Peeta stands in a tiny pool of water, his eyes full of sadness focused on a girl who stands before him on a dry mound of sand staring back. I stand beside the girl, but I cannot move my body or speak and as I look over at the face of the girl I see that the girl who stares back at Peeta…is me. Her face is a blank, emotionless mask. I feel my heart throbbing anxiously in my chest wishing one of them would speak. Instead Peeta's eyes just look at the unfeeling girl expectantly. His eyes are at first pleading until eventually he is crying, sobbing shamefully his eyes begging her…me for…something. But I don't know what he wants.

I watch myself staring at him unmoving and from within I shout "Help him! Do something!" but the Katniss whose body stands before him does not move, only blinking in response to his cries. I can see her continuing to stare at him, emotionless, until finally near hysteria, Peeta dissolves into the water and disappears into the ground. I emit a low scream, the first sound I have been able to release. The feeling of loss and longing surrounds me and inside I scream for the Katniss who stands before the pool of water to save him, but she remains unmoving as if nothing has happened.

This is one dream that I wanted to wake up from but did not. I wake up only when the sunlight hits me and my eyes open and my joints feel stiffened, as if the unmoving and unfeeling girl from the dream really was me.

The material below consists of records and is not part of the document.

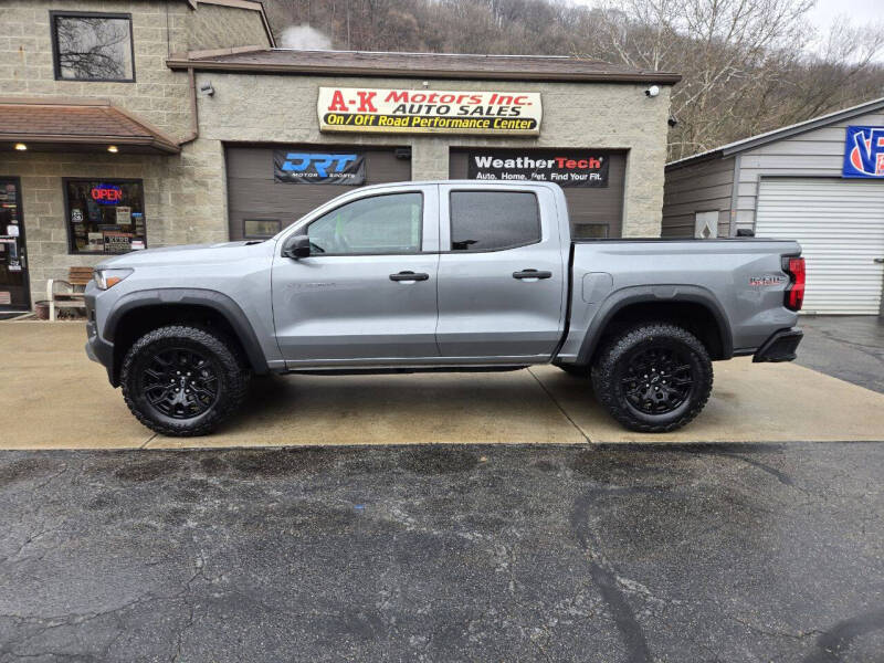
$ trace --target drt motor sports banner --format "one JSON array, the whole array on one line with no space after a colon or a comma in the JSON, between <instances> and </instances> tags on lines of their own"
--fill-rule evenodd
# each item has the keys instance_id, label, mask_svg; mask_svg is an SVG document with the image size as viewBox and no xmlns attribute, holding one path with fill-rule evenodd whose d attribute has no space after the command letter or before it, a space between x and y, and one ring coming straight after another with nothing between
<instances>
[{"instance_id":1,"label":"drt motor sports banner","mask_svg":"<svg viewBox=\"0 0 884 663\"><path fill-rule=\"evenodd\" d=\"M275 149L273 180L294 185L364 185L366 157L355 151Z\"/></svg>"},{"instance_id":2,"label":"drt motor sports banner","mask_svg":"<svg viewBox=\"0 0 884 663\"><path fill-rule=\"evenodd\" d=\"M323 131L538 136L537 92L456 92L320 87Z\"/></svg>"},{"instance_id":3,"label":"drt motor sports banner","mask_svg":"<svg viewBox=\"0 0 884 663\"><path fill-rule=\"evenodd\" d=\"M610 155L580 149L515 152L483 150L467 155L466 177L478 180L532 180L560 187L607 187Z\"/></svg>"}]
</instances>

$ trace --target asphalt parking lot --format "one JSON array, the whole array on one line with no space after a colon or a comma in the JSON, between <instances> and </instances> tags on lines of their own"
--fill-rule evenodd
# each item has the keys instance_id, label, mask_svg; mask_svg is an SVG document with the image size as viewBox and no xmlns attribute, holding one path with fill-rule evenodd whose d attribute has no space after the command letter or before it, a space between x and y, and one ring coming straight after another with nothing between
<instances>
[{"instance_id":1,"label":"asphalt parking lot","mask_svg":"<svg viewBox=\"0 0 884 663\"><path fill-rule=\"evenodd\" d=\"M260 380L234 449L4 323L0 663L881 663L882 327L807 323L652 442L546 369Z\"/></svg>"},{"instance_id":2,"label":"asphalt parking lot","mask_svg":"<svg viewBox=\"0 0 884 663\"><path fill-rule=\"evenodd\" d=\"M797 364L716 362L706 409L663 435L624 430L588 380L540 366L257 379L218 432L183 440L155 435L129 413L104 368L86 358L82 323L0 323L0 403L15 413L3 421L0 449L880 440L884 334L869 319L809 319L825 327L809 327Z\"/></svg>"},{"instance_id":3,"label":"asphalt parking lot","mask_svg":"<svg viewBox=\"0 0 884 663\"><path fill-rule=\"evenodd\" d=\"M0 661L880 662L884 446L0 454Z\"/></svg>"}]
</instances>

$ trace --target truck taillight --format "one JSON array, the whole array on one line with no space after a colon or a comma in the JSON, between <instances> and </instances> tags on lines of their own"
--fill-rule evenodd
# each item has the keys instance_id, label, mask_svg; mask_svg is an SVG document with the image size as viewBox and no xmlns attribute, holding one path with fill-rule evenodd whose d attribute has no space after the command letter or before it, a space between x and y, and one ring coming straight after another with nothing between
<instances>
[{"instance_id":1,"label":"truck taillight","mask_svg":"<svg viewBox=\"0 0 884 663\"><path fill-rule=\"evenodd\" d=\"M786 288L786 308L801 311L804 303L804 259L783 257L782 271L789 274L789 285Z\"/></svg>"}]
</instances>

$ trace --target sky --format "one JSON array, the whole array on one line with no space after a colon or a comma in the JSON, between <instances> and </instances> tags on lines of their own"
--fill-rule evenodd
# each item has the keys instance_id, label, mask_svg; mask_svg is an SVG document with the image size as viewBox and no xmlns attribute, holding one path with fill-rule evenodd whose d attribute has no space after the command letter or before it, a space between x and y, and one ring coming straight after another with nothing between
<instances>
[{"instance_id":1,"label":"sky","mask_svg":"<svg viewBox=\"0 0 884 663\"><path fill-rule=\"evenodd\" d=\"M825 30L839 14L846 15L854 24L884 22L884 0L817 0L810 19Z\"/></svg>"},{"instance_id":2,"label":"sky","mask_svg":"<svg viewBox=\"0 0 884 663\"><path fill-rule=\"evenodd\" d=\"M600 0L575 0L577 4L592 7ZM884 0L817 0L817 7L810 12L810 20L827 30L839 15L846 15L854 24L865 21L884 22Z\"/></svg>"}]
</instances>

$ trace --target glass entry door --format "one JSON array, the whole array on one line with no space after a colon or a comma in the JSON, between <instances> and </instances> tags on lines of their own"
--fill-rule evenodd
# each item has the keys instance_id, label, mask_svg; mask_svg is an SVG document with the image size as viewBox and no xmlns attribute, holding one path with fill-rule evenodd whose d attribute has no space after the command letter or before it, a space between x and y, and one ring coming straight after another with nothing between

As if I'd spent those 8 hours, standing stiffly staring into the eyes of the crying Peeta…

I lay staring up at the ceiling trying to piece together remnants of understanding. I last saw Peeta a few days ago with the redhead in the square, so why dream of him now? I am just thinking of his eyes so close to mine in the past when something startles me into the present.

What is that…?

The smell is so familiar that my mouth is immediately watering. But it makes no sense. I sit up in bed and wonder if my mind is wandering further into the realm of insanity than I know. Until I hear the voice. Yes, someone is in my house laughing, I note.

I climb out of the bed, wrap the robe around myself and rush for the door. As I pull it open, my hand instinctively reaches for the arrows above my head when I realize the ridiculousness of it. Remember the little green-eyed boy who clung to Haymitch fearfully. So I leave the arrows but on my way down the hall, I can't help but grab the vase. Just in case.

As I get closer to the top of the stairs, recognition hits and I know what the scent is. Cheese. And bread. No. Not just bread, buns. The buns with the thin layer of cheese on them that I so loved, the ones that Peeta makes. The ones that Peeta makes?! I think, realizing that this can only mean one thing: Peeta is…here?!

I drop the vase, barely noticing as it bounces down the steps beside me, apparently made of hardened plastic, and race down quickly. I fling myself into the kitchen not bothering to grip my robe tightly as I am only wearing the long shorts and sleep shirt that Peeta has seen me in a hundred times before.

"Peeta!" I yell, surprising even myself at the joy I feel at the thought of his presence. My joy is so enthusiastic, in fact, that I feel completely and utterly dumbfounded, when I see instead, not only Peeta but…

…4 other familiar faces staring back at me.